A cidade em busca de novo endereço


Há um ditado que diz: não se pode vencer a batalha contra as águas. A cidade de Brasiléia, no Acre, chegou logo à mesma conclusão. Como se não bastasse enfrentar uma cheia histórica em 2015, a cidade assistiu pasmada o nível do rio Acre, em cujas margens fica localizada, subir para níveis nunca registrados em seus mais de 100 anos de história.

As águas afetaram, além da zona urbana, também a zona rural. Aproximadamente 75% da área do município acabou debaixo da água. Entre 13 e 15 mil pessoas - de uma população de 26 mil habitantes - sofreram algum transtorno por causa da inundação, sendo 1.276 desabrigados e 2.220 desalojados.

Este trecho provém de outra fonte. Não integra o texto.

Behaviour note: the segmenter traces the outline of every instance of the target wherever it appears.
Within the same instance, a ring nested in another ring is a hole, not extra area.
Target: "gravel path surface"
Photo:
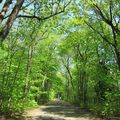
[[[38,109],[27,111],[25,120],[102,120],[79,107],[54,100]]]

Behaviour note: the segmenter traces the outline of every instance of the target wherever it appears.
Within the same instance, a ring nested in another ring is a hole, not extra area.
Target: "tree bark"
[[[19,11],[20,11],[20,8],[23,5],[23,2],[24,2],[24,0],[17,0],[17,3],[15,5],[15,7],[13,8],[5,26],[0,31],[0,41],[3,41],[7,37],[8,33],[9,33],[9,31],[10,31]]]
[[[9,6],[10,6],[11,3],[12,3],[12,0],[6,0],[4,6],[2,8],[2,11],[0,13],[0,22],[3,21],[5,15],[6,15],[6,12],[7,12],[7,10],[8,10],[8,8],[9,8]]]

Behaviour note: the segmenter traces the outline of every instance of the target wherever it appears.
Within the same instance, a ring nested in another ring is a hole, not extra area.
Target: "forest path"
[[[27,111],[25,120],[102,120],[79,107],[54,100],[38,109]]]

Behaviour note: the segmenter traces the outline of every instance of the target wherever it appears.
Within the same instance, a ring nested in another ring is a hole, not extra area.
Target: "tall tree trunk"
[[[30,72],[31,72],[31,64],[32,64],[32,55],[33,55],[33,46],[29,46],[28,49],[28,61],[26,66],[26,79],[25,79],[25,87],[23,91],[23,99],[27,98],[27,94],[29,92],[29,82],[30,82]]]

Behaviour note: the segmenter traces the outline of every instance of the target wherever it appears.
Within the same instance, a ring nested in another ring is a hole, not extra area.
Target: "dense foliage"
[[[119,0],[75,0],[49,20],[17,19],[0,45],[0,112],[59,98],[120,117],[119,11]]]

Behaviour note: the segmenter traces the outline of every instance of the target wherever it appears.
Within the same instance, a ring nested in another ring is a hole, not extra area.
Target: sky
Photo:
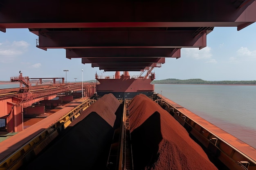
[[[0,81],[11,77],[64,77],[69,82],[95,80],[96,72],[114,75],[81,58],[66,58],[64,49],[36,47],[38,36],[28,29],[7,29],[0,31]],[[207,46],[182,48],[181,57],[166,58],[162,67],[155,68],[155,80],[201,79],[207,81],[256,80],[256,23],[238,31],[236,27],[215,27],[207,36]],[[82,73],[82,69],[84,71]],[[63,71],[67,70],[68,71]],[[138,75],[138,72],[129,73]]]

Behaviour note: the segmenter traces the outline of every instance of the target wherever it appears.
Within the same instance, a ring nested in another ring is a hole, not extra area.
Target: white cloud
[[[220,45],[219,45],[219,47],[220,48],[222,48],[224,46],[224,43],[223,42],[222,42],[222,44],[220,44]]]
[[[16,57],[27,51],[29,44],[24,41],[0,43],[0,62],[7,63],[15,60]]]
[[[215,59],[211,59],[208,62],[205,62],[205,63],[217,63],[217,61]]]
[[[247,47],[242,46],[236,52],[239,55],[244,55],[256,57],[256,50],[250,51]]]
[[[212,55],[211,53],[211,49],[209,46],[206,46],[201,50],[195,48],[184,48],[182,49],[183,49],[185,57],[195,60],[209,59]]]
[[[26,49],[29,46],[29,44],[24,41],[14,41],[12,43],[11,46],[15,47],[21,47]]]
[[[236,59],[236,58],[234,57],[229,57],[229,62],[232,63],[237,63],[239,62]]]
[[[41,66],[41,63],[36,63],[31,66],[31,67],[37,68]]]

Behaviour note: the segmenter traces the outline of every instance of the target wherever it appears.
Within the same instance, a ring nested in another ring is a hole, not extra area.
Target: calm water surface
[[[155,84],[155,89],[256,148],[256,86]]]

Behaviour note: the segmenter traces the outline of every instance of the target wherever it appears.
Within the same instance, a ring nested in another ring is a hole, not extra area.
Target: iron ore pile
[[[112,94],[105,95],[83,111],[53,144],[21,169],[106,169],[115,113],[120,105]]]
[[[20,169],[108,170],[123,106],[112,94],[104,95]],[[128,108],[135,170],[218,170],[183,127],[146,95],[136,95]]]
[[[218,170],[166,111],[144,95],[129,106],[135,170]]]

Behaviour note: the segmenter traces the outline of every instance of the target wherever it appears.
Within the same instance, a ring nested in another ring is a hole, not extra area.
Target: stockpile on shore
[[[218,170],[166,111],[145,95],[129,106],[134,169]]]
[[[104,169],[120,102],[105,95],[70,125],[58,140],[24,170]]]

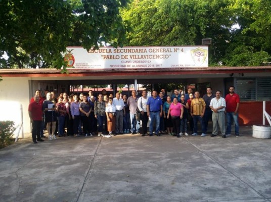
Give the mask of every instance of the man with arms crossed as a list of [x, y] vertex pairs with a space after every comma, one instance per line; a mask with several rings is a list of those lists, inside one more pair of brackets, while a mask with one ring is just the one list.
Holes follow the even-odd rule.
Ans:
[[37, 140], [40, 142], [44, 140], [40, 138], [40, 131], [41, 121], [43, 120], [42, 106], [39, 103], [39, 96], [34, 96], [34, 101], [28, 106], [28, 115], [32, 123], [32, 139], [33, 142], [37, 143]]
[[217, 123], [219, 126], [222, 137], [225, 138], [225, 108], [226, 102], [225, 99], [221, 97], [221, 91], [217, 90], [215, 93], [215, 97], [211, 100], [210, 108], [213, 111], [212, 120], [213, 121], [213, 132], [211, 137], [215, 137], [217, 135]]
[[153, 121], [155, 120], [155, 135], [160, 136], [160, 118], [163, 115], [163, 103], [161, 98], [157, 96], [157, 91], [153, 90], [152, 97], [147, 102], [147, 114], [151, 117], [150, 122], [150, 136], [152, 136]]
[[210, 108], [210, 103], [211, 100], [215, 97], [215, 95], [212, 93], [212, 88], [211, 87], [208, 87], [206, 88], [207, 94], [205, 94], [202, 97], [202, 99], [204, 100], [205, 104], [206, 104], [206, 109], [205, 110], [205, 112], [204, 113], [204, 116], [203, 116], [203, 122], [204, 125], [205, 125], [205, 128], [206, 131], [208, 130], [208, 122], [210, 119], [212, 119], [212, 110]]
[[235, 136], [239, 137], [239, 123], [238, 123], [238, 109], [240, 98], [239, 95], [234, 92], [234, 86], [229, 88], [230, 93], [226, 95], [226, 114], [227, 116], [227, 128], [226, 135], [231, 135], [232, 130], [232, 120], [234, 120], [235, 126]]
[[139, 97], [137, 96], [137, 91], [132, 91], [132, 95], [127, 99], [127, 105], [130, 110], [130, 120], [131, 121], [131, 132], [132, 134], [139, 133], [140, 127], [140, 122], [137, 120], [137, 109], [138, 109], [138, 100]]
[[194, 121], [194, 133], [193, 136], [198, 135], [198, 121], [200, 121], [201, 124], [202, 137], [205, 137], [206, 134], [205, 125], [203, 122], [203, 116], [205, 112], [206, 105], [204, 100], [200, 97], [200, 93], [196, 91], [195, 93], [195, 98], [191, 101], [191, 116]]
[[115, 131], [116, 134], [123, 134], [123, 116], [125, 114], [125, 109], [123, 100], [120, 98], [119, 92], [116, 93], [116, 97], [113, 99], [113, 104], [116, 107], [116, 127]]

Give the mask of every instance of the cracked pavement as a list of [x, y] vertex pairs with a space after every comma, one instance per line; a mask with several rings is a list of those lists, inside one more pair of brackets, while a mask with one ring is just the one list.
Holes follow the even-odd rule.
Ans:
[[0, 150], [0, 201], [271, 201], [271, 139], [30, 138]]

A cheia do rio provocou a destruição de 20 pontes, deixando centenas de pessoas isoladas na zona rual, e o município isolado de outras cidades.

As cheias se tornaram mais frequentes e intensas com o aquecimento. A solução, segundo a prefeitura, seria realocar a cidade para uma área mais elevada.

Brasiléia mostra bem o imbróglio em que nos metemos. Convivia historicamente - como milhares de outras cidades brasileiras - com o problema das enchentes. Nunca uma solução satisfatória foi dada para o problema. Até o ponto em que, no mundo em mudança, o problema começou a ficar insustentável.